To us ordinary folk in a forgotten movie house in Coquitlam on a sunny Saturday morning, she was a marvel, a forceful presence, a glorious voice, a superb actress, and totally the evil bitch that is lady Macbeth–one of the evil ladies of Shakespeare and opera. We applauded in the silence of the movie house, not because anyone could hear us, but simply because we were overtaken by her singing. Her beauty and sensuality detract not a whit from the evil she portrays. As a complimentary commenter says:
Verdi had strong ideas about what he wanted in a Lady Macbeth, as he explained in a letter to a colleague around the time of the work’s 1847 premiere in Florence. (The opera was significantly revised for a Paris production in 1865.) Verdi wrote that Lady Macbeth should be “ugly and evil,” that her voice should be “hard, stifled and dark,” the voice of “the Devil.”

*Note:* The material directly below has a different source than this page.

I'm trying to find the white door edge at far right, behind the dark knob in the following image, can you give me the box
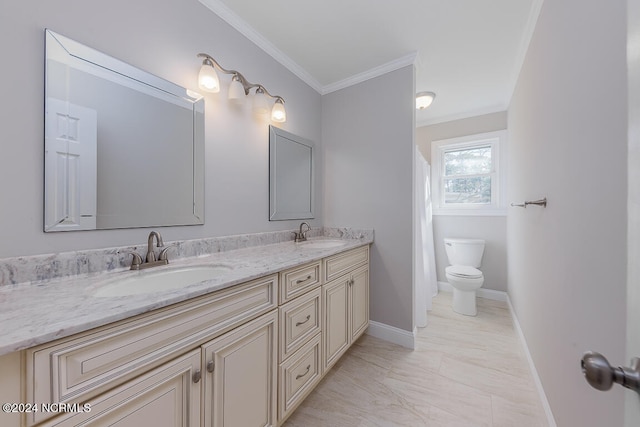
[625,0,640,427]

No doubt he was exaggerating to ensure that sopranos with generically beautiful voices would not take on the role. In fact, like great Lady Macbeths before her, Ms. Netrebko used elements of rich, beautifully seductive singing to manipulate her husband, not to mention the Met audience.
As a suburban Vancouver audience we were seduced and mesmerized. Let the New York critics moans and carp; she is magnificent and wonderful and an emotional Saturday involvement in opera.
Now what of Luisa Miller? The production I watched in on DVD from the Malmo Opera in Sweden. A pretty/handsome production. But I can see why this is not as popular as Macbeth. The story is dull, the characters unmitigatedly evil or stupid. And the death of the lovers protracted and annoying–why can’t they just tell what is in their minds and get on with dying? Enough said–we will never see this in Coquitlam.